I studied Rainbow’s earnest gaze. I don’t think I’d ever been on the receiving end of the full brunt of her loyalty before. In any other circumstance I would’ve just nodded my head and moved on, but not like this. Not when I could hear Celestia’s warning in my mind. “Okay… Okay. You’re a really good friend, Rainbow.”

She folded her forelegs and grinned. “I know.”

I opened the pack’s main pocket and stuck my hand into the rolled-up blanket, in search of the most fragile cargo of all. “Can you hold something for me?”

I tossed her one of Twilight’s potions. She swiped it out of the air and balanced it on her hoof. “Sure thing. Why’d you want me to hold this, any—”

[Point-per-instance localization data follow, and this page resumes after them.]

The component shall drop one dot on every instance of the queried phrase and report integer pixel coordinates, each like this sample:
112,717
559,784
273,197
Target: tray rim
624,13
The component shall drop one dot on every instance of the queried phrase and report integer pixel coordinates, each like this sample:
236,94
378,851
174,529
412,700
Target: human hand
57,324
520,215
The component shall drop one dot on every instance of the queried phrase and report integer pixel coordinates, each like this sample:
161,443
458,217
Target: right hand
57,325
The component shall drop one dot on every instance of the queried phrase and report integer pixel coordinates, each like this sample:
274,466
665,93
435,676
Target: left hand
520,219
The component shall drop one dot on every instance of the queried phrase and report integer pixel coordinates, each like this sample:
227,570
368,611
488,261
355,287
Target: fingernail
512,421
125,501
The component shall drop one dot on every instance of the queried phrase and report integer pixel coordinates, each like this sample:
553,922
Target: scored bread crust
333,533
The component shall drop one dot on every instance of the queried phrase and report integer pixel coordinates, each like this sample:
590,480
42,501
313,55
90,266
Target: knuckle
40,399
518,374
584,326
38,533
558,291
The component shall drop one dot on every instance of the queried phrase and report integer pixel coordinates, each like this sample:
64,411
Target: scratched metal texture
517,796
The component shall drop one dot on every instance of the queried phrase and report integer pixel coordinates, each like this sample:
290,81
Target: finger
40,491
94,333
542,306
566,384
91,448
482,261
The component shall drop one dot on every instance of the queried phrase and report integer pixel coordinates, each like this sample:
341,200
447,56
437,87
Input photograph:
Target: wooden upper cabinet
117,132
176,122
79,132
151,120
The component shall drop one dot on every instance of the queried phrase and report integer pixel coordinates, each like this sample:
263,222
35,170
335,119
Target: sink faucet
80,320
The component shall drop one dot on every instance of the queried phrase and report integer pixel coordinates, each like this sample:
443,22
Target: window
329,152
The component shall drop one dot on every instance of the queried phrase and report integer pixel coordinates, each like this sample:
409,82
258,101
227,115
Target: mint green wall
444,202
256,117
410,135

Once again, one puff of fire was all it took. I don’t have wings or a horn, but I do have a special kind of magic all my own. Dragon fire isn’t like a lit match. I can use it to do all sorts of things, like send letters to Princess Celestia, or vaporize a glass vial while leaving the pony holding it untouched.

Rainbow Dash vanished in a blast of light, leaving me with the fleeting image of the purple liquid splashing over her forelegs.

“I’m sorry, Rainbow… I’m sorry I tricked you and everything but… but I can’t let you get hurt out here because of me.”